Friday 10 February 2012

Tough Job Market Means Law School Grads are Seeking NonLegal Work!

While searching the internet for information on the legal job market I came across a story from U.S. News and World Report, the entity that ranks law schools (and other universities).  While I would like to go off on this ranking system, which I find largely arbitrary and somewhat asinine, I wanted to focus on this very simplistic article. 

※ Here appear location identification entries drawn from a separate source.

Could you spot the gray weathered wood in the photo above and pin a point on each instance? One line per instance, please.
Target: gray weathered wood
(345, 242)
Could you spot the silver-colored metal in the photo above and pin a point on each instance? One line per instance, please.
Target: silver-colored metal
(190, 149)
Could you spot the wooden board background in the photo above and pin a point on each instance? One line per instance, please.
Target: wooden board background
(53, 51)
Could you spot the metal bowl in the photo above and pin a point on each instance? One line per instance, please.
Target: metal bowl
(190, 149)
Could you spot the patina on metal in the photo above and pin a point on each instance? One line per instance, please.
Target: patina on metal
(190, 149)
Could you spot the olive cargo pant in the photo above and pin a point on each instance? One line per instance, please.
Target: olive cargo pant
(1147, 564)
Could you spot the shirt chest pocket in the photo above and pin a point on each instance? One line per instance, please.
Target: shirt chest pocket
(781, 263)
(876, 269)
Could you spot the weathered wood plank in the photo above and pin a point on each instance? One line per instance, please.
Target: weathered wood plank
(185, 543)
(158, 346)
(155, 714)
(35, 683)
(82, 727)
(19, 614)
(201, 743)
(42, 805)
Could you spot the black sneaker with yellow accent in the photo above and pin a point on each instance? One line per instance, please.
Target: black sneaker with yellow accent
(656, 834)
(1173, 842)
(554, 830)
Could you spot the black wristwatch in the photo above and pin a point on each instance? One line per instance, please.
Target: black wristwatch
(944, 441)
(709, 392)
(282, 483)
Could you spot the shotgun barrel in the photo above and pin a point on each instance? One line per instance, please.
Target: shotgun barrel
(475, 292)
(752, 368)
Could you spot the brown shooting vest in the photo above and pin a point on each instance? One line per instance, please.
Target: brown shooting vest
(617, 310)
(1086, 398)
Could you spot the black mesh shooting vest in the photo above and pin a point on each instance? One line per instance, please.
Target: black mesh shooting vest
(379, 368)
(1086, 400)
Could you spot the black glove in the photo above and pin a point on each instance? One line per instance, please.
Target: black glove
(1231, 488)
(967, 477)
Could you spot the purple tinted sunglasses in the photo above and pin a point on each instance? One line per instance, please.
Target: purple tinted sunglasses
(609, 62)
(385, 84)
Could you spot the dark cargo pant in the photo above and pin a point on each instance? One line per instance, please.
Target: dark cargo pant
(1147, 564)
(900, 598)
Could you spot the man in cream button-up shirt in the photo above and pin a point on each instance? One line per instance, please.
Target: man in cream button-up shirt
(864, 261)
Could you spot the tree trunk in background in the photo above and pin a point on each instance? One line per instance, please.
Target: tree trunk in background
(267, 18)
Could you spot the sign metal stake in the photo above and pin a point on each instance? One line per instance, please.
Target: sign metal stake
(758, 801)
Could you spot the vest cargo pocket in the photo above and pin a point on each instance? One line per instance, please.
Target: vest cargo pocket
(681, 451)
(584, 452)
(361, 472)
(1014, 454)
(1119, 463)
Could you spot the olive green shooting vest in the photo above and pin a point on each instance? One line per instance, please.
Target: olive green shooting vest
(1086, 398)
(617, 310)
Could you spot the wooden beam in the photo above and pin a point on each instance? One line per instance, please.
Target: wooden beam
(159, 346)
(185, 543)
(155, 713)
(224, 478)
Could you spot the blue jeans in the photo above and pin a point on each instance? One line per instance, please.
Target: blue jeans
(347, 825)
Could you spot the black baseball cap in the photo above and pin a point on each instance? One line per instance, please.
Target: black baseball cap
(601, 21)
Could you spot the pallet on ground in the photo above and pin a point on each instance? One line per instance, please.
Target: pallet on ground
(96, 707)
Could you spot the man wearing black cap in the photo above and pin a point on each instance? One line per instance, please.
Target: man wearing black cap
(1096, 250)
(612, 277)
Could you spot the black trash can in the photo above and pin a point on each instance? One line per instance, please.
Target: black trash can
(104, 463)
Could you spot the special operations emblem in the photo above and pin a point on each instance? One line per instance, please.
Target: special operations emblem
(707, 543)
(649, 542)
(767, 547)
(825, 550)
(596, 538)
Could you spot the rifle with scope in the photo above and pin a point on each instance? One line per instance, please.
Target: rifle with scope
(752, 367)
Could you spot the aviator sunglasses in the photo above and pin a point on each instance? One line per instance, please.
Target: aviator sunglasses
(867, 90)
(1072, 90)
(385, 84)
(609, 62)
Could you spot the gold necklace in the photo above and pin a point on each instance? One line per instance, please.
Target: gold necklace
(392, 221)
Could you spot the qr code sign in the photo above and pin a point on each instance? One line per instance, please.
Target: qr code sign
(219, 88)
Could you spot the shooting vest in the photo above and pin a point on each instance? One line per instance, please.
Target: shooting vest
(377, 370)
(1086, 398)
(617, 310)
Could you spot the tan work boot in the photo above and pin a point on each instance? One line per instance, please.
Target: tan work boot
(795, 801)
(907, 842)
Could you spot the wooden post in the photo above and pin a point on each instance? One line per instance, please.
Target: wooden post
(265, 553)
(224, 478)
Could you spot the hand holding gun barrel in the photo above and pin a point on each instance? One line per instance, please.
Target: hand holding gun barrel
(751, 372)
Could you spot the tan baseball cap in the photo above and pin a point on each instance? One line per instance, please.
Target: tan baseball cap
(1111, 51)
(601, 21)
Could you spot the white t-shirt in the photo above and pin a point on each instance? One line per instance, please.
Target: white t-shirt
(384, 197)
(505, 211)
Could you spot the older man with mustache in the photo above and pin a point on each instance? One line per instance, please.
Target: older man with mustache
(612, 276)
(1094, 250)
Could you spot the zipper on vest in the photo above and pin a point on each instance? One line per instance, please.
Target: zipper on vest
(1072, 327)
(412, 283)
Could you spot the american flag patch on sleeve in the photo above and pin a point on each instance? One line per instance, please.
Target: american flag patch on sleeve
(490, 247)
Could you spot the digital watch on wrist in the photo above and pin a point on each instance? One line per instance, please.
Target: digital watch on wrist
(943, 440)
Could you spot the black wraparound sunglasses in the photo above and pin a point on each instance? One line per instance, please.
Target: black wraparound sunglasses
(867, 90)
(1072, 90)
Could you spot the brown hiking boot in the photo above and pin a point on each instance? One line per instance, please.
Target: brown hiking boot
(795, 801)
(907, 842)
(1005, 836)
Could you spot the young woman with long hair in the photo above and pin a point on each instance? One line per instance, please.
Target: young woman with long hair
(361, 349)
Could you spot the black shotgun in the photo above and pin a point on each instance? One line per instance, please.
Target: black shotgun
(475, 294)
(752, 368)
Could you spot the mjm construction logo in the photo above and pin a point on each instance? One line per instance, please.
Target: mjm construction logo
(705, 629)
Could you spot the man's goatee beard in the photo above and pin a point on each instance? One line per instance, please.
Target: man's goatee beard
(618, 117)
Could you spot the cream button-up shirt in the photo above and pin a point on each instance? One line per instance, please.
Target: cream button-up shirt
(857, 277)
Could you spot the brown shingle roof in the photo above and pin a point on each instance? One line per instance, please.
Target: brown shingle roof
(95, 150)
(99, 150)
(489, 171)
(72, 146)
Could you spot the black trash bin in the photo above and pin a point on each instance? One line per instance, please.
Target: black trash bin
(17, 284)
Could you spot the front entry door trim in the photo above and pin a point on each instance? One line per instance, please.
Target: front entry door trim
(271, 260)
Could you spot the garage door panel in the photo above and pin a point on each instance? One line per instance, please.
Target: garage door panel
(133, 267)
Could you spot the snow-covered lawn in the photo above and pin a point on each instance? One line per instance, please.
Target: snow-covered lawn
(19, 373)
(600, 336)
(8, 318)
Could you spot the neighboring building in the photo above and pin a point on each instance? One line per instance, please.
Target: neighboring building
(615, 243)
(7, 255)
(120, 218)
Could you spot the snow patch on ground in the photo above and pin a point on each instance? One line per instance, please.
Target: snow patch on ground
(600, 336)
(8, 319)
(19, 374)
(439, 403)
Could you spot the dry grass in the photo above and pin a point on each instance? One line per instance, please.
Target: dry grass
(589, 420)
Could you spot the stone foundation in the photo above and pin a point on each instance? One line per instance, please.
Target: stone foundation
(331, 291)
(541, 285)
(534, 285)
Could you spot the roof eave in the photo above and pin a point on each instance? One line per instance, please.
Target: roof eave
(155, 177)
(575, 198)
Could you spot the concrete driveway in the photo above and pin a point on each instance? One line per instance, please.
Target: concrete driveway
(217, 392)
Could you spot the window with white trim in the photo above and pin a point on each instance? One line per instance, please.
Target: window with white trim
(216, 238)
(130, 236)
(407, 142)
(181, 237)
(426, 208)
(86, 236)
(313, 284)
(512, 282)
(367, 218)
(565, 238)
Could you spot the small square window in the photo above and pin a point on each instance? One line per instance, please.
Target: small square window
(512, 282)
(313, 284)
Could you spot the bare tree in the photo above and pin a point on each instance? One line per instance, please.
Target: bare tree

In Tough Job Market, Law Grads Use J.D.s for Nonlegal Work

"Typically, 10 percent of Yale Law School alumni work in a business setting five years after graduating, according to a 64-page Lawyers in Business guide the school publishes. And, jobs in management consulting, investment banking, and venture capital can earn young associates annuals salaries of $100,000 to $300,000, the guide states."
First, I realize that the article is talking about Yale Law School, which is in a different league than most of the schools most of us go to or went to.  However, it is the second part of the paragraph that made me chuckle.  The article acts like this kind of salary is the norm.  No wonder people are so duped into going to law school.  Studies have shown that people believe what they want to believe.  Seeing that even if you don't get a job in law, you can still go out and make up to $300,000 a year as a consultant or banker makes people think "well, law school is a no lose game". 

According to employment statistics on Drake University's School of Law website, 16 percent of the Des Moines, Iowa, school's alumni work in business fields nine months after graduation, and the website of the Boston University School of Law says 17 percent of its 2009 graduates working in law and business began their careers in academia and while 6 percent worked in business.
This paragraph fails to state the realty that 17 percent of Drake's class of 2009 graduates are not working in $100,000 to $300,000 consulting positions.  Many may be working at their father's trucking company washing trucks, others may be employed at Starbucks or Barnes & Noble.  Later on the article does state, about yet another school (Albany Law School), that:
"Other recent graduates are pursuing accounting firms, legislative positions, investor services, publishing houses, compliance and claims jobs, and court analyst roles," Mans says. "Salaries at these positions range from $43,000 to $105,000."
Again, this is not the norm.  One can not expect to go from a lower ranked law school to a $105,000/year job.  Of course, the article states "Salaries for these positions range..." which does not mean that those are the salaries that law graduates can expect to make.  However, many of the law school lemmings at top-law-schools will eat this stuff up and proclaim: even if I don't land a job in biglaw, I can expect to make big money!  Articles like these are the reason why the educational system is seen as a gateway to riches, and why our grandmothers are telling us "just stay in school, it will be worth it in the end."